Not really unfortunately, I don’t see how to mix cheetah with my java command…
It seems a bit complex from what I have red in the Documentation.

I understand the constraint about meeting Galaxy coding standards, but we only need a Path info (not modifying galaxy way of working…).

I’ve seen parameter like get_working_directory or $output.extra_path_file, wouldn’t it be possible to have it this way ?

I gave this answer ones to someone else and maybe it can also apply for you. Move your java command to a bash file. In the bash file create a temporary folder, move the input file to that folder and execute the java command. Then move the output files to the galaxy output location variables en remove the temp folder.

2 Likes

Seems that the program expects some directory as input and not a file.

Possible workaround

mkdir input
ln -s $corpus input/corpus

then use input instead of the $corpus as parameter value for the program.

2 Likes

Hi,

Thanks for your feebacks.

As expected according to Docs, we have no other choice but to use a wrapper in order to be able to give a dir path param to the tool (a Directory input type or a property such as $input.directory_path would be nice to add to Galaxy).
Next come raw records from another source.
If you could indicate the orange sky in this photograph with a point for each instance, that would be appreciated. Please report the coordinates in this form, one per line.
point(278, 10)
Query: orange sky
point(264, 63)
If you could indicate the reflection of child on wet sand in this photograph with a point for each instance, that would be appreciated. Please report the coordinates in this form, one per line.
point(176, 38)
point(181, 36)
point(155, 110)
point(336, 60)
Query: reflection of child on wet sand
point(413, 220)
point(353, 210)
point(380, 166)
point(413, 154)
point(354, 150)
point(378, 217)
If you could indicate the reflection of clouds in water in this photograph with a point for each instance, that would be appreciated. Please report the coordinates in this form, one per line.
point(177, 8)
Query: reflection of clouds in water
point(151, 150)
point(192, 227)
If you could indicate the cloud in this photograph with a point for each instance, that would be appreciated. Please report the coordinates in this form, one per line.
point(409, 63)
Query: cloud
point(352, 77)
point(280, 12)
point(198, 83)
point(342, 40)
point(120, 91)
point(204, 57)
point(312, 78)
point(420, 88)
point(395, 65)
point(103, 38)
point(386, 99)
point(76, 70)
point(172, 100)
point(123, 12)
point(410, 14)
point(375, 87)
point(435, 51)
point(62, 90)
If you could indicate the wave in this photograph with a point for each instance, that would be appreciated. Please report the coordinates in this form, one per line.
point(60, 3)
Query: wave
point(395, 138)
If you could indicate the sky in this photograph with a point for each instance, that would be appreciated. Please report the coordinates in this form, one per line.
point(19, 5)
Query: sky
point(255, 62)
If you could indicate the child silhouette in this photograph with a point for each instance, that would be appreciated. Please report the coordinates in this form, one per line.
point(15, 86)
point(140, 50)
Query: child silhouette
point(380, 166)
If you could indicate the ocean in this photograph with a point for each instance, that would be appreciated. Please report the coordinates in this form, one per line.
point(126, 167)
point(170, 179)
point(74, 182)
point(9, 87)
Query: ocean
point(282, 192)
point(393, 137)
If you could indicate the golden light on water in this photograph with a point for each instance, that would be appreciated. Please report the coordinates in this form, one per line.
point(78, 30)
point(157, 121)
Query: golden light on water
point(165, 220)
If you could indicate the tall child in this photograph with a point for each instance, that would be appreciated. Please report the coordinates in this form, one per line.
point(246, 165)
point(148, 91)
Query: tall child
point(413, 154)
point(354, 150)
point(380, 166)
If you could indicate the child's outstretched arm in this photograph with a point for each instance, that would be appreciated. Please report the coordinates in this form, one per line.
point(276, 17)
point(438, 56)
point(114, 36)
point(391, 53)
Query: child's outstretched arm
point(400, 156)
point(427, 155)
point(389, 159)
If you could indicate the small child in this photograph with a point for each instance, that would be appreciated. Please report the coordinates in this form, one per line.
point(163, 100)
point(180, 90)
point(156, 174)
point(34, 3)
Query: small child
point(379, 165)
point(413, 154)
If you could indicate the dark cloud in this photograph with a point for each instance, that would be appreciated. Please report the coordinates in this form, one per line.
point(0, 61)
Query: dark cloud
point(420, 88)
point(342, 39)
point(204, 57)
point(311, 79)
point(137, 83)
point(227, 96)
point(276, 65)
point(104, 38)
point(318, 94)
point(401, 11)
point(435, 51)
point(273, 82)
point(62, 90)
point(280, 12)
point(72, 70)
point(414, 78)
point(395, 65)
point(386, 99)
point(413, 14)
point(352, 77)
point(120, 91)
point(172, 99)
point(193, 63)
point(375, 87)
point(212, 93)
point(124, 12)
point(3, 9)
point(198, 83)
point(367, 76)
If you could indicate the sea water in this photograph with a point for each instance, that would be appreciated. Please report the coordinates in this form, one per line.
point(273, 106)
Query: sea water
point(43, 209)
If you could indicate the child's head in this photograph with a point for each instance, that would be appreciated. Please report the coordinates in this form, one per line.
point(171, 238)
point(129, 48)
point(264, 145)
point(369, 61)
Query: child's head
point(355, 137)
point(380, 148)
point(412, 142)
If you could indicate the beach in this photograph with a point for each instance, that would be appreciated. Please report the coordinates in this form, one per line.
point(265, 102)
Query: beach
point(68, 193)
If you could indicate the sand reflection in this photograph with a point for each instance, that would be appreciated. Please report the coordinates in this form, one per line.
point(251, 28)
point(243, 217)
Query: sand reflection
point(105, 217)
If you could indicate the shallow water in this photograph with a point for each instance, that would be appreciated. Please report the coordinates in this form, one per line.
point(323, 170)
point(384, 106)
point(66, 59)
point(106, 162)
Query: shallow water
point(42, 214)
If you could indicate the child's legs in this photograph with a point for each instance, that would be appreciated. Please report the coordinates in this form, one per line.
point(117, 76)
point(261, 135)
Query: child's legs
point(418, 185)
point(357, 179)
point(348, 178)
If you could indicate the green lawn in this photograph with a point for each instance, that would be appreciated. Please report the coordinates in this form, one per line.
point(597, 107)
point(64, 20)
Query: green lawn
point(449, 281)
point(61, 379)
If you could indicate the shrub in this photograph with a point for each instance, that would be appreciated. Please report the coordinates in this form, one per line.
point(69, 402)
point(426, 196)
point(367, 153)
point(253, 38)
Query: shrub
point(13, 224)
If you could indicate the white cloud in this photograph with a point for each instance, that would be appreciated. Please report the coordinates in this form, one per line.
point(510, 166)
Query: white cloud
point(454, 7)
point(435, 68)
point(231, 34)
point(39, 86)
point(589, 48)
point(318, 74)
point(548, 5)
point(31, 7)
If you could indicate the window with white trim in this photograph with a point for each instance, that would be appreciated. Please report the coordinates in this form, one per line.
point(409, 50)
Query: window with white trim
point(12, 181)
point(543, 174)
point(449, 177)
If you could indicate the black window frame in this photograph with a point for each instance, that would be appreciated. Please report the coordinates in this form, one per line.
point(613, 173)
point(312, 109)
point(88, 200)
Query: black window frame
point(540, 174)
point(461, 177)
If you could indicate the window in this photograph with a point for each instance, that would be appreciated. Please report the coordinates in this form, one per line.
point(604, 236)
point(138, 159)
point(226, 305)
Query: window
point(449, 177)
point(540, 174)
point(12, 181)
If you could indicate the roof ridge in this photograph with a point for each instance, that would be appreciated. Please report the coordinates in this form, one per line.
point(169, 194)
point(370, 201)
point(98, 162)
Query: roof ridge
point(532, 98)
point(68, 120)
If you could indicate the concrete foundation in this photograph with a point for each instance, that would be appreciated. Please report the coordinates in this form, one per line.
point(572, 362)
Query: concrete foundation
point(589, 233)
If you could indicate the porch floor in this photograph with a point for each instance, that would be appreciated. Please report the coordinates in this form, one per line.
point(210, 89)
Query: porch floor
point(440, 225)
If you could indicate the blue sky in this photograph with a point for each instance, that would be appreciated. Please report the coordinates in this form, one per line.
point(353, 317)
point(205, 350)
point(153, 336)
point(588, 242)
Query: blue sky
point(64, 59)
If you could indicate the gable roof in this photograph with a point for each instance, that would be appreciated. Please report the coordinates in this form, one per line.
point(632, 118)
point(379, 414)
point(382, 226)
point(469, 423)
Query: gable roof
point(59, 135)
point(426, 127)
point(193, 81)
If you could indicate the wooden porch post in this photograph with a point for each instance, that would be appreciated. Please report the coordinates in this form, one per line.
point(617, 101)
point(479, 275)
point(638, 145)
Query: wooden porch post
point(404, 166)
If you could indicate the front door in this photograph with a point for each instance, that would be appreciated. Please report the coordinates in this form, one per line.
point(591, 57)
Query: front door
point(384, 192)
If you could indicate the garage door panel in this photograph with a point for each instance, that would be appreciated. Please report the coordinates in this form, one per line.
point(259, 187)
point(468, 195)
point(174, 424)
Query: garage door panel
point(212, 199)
So as @gbbio proposed, we’ll have to add in a bash file which interprets the arguments and plays around with $input’s path => It seems do-able and I’ll give it a shot and tell what…

Also, I was wondering about

This is a batch mode input field. Separate jobs will be triggered for each dataset selection.
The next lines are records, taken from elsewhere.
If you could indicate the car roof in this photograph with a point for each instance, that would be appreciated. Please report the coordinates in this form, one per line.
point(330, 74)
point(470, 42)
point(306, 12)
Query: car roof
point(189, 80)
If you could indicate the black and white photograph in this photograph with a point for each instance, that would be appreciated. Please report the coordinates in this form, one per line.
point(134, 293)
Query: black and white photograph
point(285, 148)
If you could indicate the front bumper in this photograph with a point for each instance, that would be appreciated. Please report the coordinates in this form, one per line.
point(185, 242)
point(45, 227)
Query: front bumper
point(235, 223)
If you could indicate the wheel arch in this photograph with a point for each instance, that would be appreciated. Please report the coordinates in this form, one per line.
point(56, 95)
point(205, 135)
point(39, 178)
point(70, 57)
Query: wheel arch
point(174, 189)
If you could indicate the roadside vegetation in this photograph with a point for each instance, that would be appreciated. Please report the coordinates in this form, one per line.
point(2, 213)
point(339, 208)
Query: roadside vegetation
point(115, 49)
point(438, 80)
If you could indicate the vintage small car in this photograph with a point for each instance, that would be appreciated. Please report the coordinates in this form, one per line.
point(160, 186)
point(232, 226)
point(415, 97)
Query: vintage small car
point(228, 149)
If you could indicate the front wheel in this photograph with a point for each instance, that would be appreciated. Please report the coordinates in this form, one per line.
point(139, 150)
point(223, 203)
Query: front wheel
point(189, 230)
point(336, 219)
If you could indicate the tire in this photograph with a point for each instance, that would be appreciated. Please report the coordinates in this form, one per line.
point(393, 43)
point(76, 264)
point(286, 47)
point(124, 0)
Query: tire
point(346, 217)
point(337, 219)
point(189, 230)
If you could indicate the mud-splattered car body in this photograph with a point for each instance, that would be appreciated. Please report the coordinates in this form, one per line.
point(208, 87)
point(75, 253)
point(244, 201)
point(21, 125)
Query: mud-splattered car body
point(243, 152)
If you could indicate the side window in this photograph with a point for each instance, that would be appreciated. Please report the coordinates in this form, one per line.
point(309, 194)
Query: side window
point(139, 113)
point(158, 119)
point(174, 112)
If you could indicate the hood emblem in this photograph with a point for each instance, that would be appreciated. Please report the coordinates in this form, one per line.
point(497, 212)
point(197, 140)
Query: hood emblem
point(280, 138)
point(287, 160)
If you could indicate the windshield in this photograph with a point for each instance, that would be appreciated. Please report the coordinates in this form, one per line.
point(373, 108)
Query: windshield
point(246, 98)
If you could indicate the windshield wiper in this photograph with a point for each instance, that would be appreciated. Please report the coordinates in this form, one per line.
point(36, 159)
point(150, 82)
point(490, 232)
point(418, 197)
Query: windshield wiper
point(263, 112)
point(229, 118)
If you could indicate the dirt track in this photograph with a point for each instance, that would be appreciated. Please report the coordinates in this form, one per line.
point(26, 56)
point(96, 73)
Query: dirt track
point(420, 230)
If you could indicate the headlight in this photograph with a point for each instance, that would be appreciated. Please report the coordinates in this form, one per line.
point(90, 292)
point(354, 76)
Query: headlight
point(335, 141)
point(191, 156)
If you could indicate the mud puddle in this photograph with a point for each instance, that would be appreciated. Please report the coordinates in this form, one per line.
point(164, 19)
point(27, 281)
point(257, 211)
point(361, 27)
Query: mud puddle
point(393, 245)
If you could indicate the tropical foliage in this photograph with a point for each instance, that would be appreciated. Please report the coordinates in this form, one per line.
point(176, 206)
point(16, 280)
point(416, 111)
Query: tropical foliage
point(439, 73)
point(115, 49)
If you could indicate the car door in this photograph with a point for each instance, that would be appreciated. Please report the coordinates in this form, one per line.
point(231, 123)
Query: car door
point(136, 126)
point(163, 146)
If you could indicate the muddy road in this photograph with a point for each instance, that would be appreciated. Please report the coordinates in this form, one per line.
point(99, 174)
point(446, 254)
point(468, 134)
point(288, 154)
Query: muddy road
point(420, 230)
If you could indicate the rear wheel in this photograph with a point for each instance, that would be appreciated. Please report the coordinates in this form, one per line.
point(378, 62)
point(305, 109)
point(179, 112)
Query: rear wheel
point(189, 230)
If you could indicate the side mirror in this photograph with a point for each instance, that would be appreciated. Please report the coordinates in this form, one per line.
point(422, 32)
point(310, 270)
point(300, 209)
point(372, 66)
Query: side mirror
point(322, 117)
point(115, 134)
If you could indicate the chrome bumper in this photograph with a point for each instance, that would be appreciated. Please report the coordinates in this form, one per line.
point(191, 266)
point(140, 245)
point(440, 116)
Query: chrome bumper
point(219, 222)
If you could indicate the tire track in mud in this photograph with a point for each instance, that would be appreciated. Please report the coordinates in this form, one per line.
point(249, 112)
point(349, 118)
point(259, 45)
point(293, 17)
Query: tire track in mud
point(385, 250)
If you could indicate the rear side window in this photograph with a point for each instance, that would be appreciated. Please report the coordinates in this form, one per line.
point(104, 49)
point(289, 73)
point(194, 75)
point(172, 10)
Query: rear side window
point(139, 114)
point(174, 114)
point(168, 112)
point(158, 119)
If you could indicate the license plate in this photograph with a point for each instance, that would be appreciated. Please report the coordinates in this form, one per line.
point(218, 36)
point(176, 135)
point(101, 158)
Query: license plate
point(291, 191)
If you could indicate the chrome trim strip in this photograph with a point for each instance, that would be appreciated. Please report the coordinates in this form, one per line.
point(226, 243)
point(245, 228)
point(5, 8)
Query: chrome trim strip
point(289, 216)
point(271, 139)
With symlinking processed files (say 3 files) to my temp folder,my tool will process redudantly 2 files among 3 (as all the files foud in the temp folder are processed by the Tool) , whose purpose is to process many files at a time to generate a whole Terminology…

Thanks.

This workaround is not a good one (or I don’t fully understand it and corrent me if I am wrong). If you use the input variable or a fixed “input” name to create the folder is will go wrong if the user executes the tool twice while the first time is still running.

Lets say you run the tool twice at the same time with the same input but with a different language setting. Then the temp files of both processes will be written to the same folder, and it can be that those files even have the same file name. So the output of the different parameters will be mixed together. You need something that gives the folder a unique name per process.

Its safe. Each job gets its own job directory.

1 Like